Sunday, April 19, 2009

Eagleton's incredible lightness of being

Terry Eagleton gets his head around (as in higher cognitive thinking, not Linda Blair) the difficulties faced by western intellectual. That is to say, he manages to put words to the wispy, ephemeral notions occupying the exurbian denizens who fancy themselves the oligarchical gatekeepers of higher terms of discourse in the West. (Exactly; I find them boring and in love with themselves, too.)

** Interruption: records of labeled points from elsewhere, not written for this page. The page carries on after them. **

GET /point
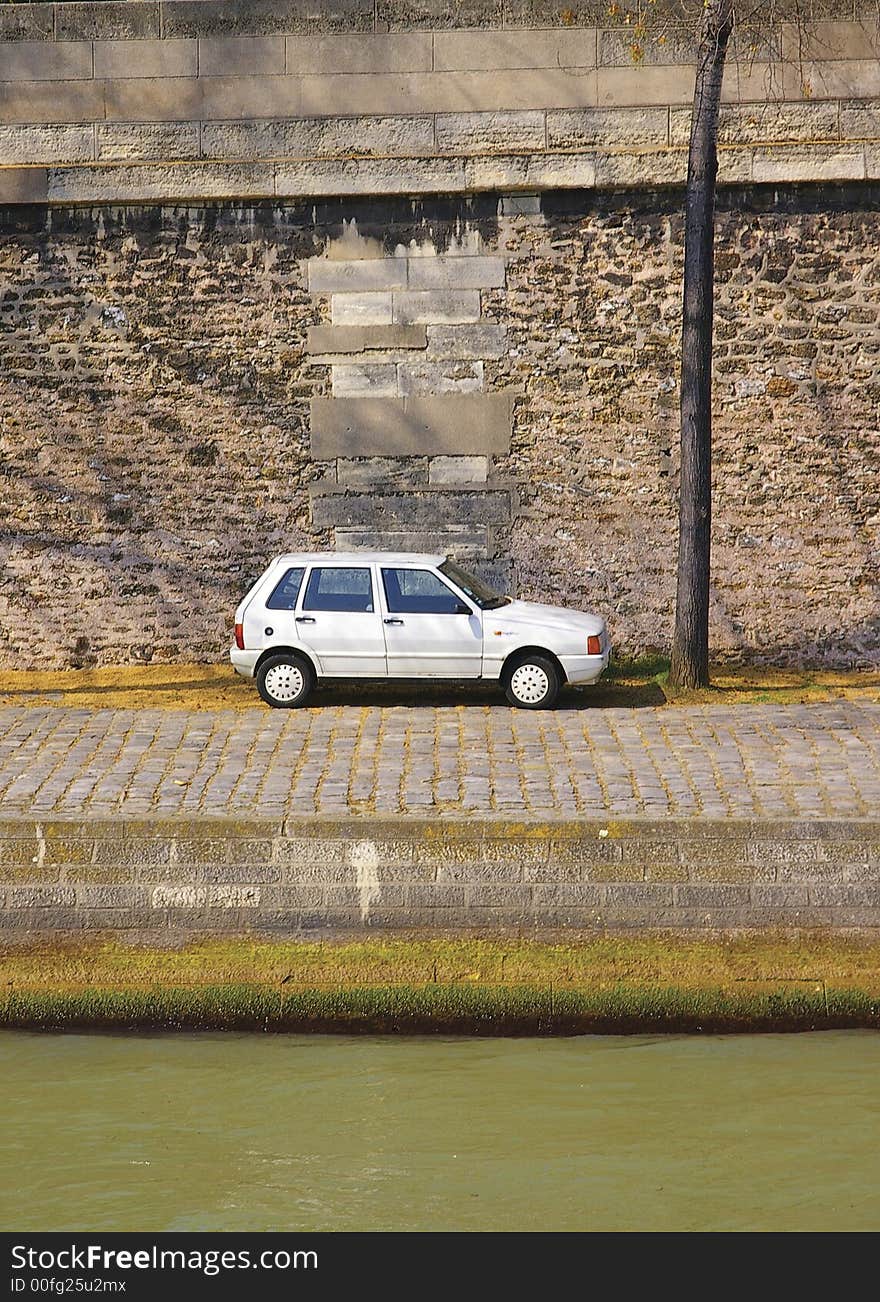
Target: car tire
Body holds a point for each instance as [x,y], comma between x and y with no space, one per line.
[285,681]
[533,682]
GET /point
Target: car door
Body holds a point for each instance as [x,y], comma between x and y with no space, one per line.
[337,616]
[430,629]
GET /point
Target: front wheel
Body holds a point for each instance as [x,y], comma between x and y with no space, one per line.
[533,684]
[285,680]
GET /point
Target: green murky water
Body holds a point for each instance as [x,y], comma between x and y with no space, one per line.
[249,1133]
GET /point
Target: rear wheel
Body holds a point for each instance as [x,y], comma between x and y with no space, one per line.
[285,680]
[533,682]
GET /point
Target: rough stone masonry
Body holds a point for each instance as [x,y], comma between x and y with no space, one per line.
[277,279]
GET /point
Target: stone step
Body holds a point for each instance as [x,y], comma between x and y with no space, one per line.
[425,507]
[465,544]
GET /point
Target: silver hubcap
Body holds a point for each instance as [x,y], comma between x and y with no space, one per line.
[284,681]
[529,684]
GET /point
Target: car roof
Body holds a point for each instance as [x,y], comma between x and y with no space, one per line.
[361,557]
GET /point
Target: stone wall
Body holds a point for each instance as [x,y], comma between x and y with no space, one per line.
[229,99]
[159,878]
[159,366]
[404,274]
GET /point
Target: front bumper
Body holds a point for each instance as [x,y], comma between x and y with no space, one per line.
[244,662]
[585,668]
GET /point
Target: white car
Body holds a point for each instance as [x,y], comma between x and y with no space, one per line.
[387,615]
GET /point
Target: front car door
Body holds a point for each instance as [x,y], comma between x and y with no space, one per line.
[339,619]
[430,630]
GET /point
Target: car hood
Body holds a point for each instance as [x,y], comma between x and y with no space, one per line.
[520,615]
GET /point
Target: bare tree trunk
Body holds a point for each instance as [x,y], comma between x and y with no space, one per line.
[690,649]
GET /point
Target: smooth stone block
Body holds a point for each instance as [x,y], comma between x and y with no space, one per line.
[44,60]
[421,376]
[457,470]
[466,341]
[456,423]
[24,185]
[365,379]
[417,307]
[374,52]
[366,274]
[456,272]
[362,339]
[146,59]
[363,309]
[241,56]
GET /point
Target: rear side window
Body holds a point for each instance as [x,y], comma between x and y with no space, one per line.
[285,593]
[339,589]
[418,593]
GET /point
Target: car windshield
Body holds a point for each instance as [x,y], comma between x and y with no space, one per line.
[474,587]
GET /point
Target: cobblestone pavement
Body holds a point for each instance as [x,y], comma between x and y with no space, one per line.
[743,761]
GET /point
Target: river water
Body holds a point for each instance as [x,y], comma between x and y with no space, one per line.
[320,1133]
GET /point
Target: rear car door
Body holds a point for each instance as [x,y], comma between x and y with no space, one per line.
[339,617]
[430,630]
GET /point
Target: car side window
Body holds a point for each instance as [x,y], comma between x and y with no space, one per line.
[339,589]
[409,591]
[285,593]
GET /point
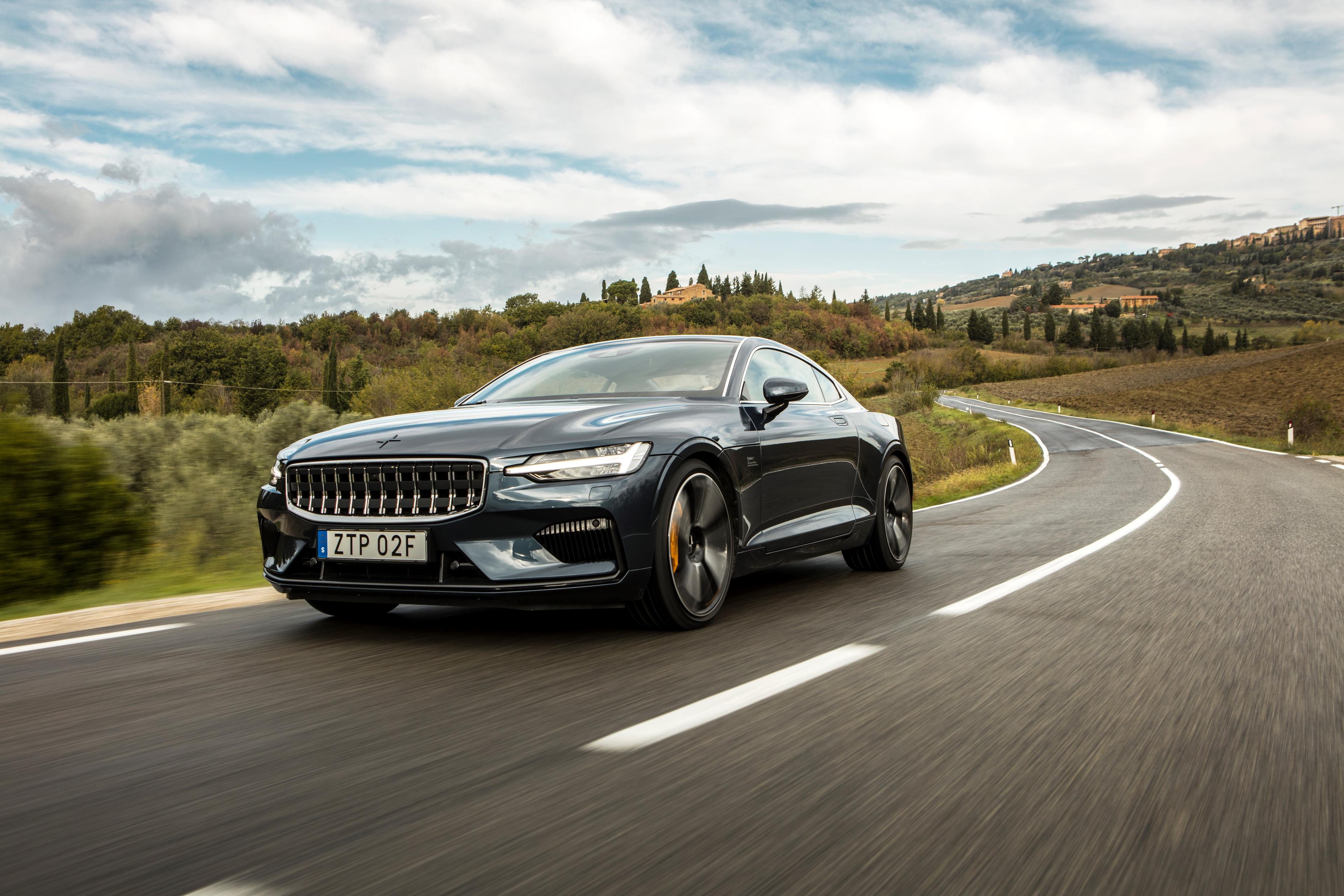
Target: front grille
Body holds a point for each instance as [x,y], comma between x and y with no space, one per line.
[580,540]
[386,488]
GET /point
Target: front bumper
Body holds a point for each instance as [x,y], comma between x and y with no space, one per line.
[490,556]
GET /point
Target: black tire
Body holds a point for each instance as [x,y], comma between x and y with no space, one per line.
[694,548]
[351,610]
[889,546]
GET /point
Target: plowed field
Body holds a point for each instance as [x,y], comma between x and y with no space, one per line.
[1244,393]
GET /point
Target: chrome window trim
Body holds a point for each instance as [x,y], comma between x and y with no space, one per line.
[379,522]
[785,350]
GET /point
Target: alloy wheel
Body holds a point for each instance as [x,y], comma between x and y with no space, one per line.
[699,534]
[898,515]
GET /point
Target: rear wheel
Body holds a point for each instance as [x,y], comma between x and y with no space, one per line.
[889,546]
[693,553]
[351,610]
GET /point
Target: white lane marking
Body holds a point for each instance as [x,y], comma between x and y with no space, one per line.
[234,888]
[1016,583]
[124,633]
[1151,429]
[1045,461]
[728,702]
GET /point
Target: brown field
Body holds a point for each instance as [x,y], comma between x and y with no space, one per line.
[994,301]
[1244,394]
[1104,290]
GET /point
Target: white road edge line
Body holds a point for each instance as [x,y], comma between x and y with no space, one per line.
[1045,461]
[1138,426]
[86,639]
[1016,583]
[729,702]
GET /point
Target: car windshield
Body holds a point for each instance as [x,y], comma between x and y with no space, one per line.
[677,367]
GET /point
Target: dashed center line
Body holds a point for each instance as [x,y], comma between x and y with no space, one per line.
[732,700]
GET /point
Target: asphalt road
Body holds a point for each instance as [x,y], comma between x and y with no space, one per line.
[1163,715]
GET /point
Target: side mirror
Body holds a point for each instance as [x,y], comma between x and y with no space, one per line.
[780,391]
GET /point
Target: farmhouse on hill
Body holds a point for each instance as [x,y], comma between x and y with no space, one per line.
[685,293]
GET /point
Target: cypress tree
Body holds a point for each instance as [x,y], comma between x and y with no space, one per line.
[61,385]
[164,386]
[1074,332]
[132,377]
[331,385]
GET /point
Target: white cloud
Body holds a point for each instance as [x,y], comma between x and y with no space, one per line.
[570,111]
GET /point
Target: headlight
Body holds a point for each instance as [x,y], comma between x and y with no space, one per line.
[584,464]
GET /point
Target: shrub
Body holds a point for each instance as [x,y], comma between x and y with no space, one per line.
[113,405]
[68,519]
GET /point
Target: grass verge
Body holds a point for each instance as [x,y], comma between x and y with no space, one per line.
[958,455]
[164,580]
[1147,422]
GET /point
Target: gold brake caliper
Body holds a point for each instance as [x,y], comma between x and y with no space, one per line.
[674,553]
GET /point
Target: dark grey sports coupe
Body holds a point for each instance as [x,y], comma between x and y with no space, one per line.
[642,473]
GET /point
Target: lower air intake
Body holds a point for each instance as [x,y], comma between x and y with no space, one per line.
[580,540]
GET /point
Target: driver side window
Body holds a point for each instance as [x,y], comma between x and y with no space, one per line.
[768,363]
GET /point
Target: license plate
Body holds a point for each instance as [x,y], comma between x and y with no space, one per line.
[373,545]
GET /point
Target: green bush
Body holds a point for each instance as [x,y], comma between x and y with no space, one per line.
[112,406]
[68,519]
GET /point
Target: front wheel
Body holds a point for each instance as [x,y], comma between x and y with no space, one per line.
[351,610]
[693,553]
[889,545]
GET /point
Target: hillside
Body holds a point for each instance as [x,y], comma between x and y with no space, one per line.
[1240,284]
[1244,393]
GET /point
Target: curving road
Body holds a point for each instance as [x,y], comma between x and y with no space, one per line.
[1163,713]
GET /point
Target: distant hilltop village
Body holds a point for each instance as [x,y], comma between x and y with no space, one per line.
[1323,227]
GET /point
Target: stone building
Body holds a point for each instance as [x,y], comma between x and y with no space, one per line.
[685,293]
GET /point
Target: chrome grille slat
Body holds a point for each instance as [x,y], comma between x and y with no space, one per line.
[427,488]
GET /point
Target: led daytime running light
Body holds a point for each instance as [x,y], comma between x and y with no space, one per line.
[584,464]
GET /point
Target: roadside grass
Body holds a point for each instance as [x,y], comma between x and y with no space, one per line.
[1236,398]
[958,455]
[155,577]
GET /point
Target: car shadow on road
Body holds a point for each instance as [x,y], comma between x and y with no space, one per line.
[776,590]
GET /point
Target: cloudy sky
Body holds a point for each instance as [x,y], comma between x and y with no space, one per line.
[261,160]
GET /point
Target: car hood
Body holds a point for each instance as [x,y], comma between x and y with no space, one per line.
[495,430]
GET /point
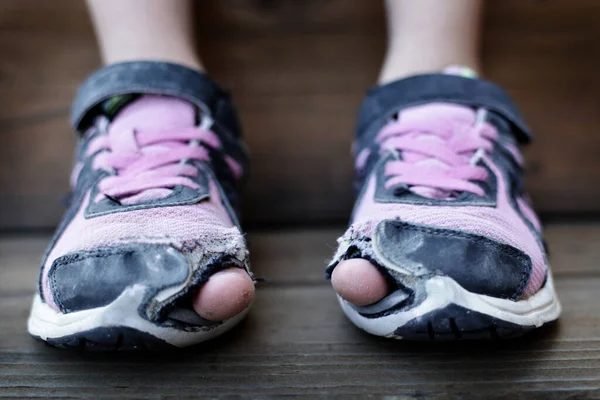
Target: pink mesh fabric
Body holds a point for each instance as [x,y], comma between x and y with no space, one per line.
[180,226]
[205,225]
[501,223]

And what rag ... journal features Mr. Eagleton's meanderings amidst the ruins of Christendom? None other than Commonweal (of course). Here is a sampling:
Part of what has happened in our time is that God has shifted over from the side of civilization to the side of barbarism. He is no longer the short-haired, blue-blazered God of the West-well, perhaps he is in the United States, but not in Porto or Cardiff or Bologna. Instead, he is a wrathful, dark-skinned God who, if he did create John Locke and John Stuart Mill, has long since forgotten the fact. One can still speak of the clash between civilization and barbarism; but a more subtle form of the same dispute is to speak of a conflict between civilization and culture. Civilization in this dichotomy means the universal, autonomous, prosperous, individual, rationally speculative, self-doubting, and ironic; culture means the customary, collective, passionate, spontaneous, unreflective, unironic, and a-rational. Culture signifies all those unreflective loyalties and allegiances for which men and women in extreme circumstances are prepared to kill. For the most part, the former colonizing nations are civilizations, while the former colonies are cultures.
If you so desire, you may read all of it here. Personally, I find it as edifying as root canal work, being captured by a bore at a cocktail party, or the ordeal of listening interminably to the speech of Tolkien's Gollum.

But what it does provide is the state of ontological and epistemological vacuity of western intellectualism. You want to know what passes for current "higher knowledge"? Here it is.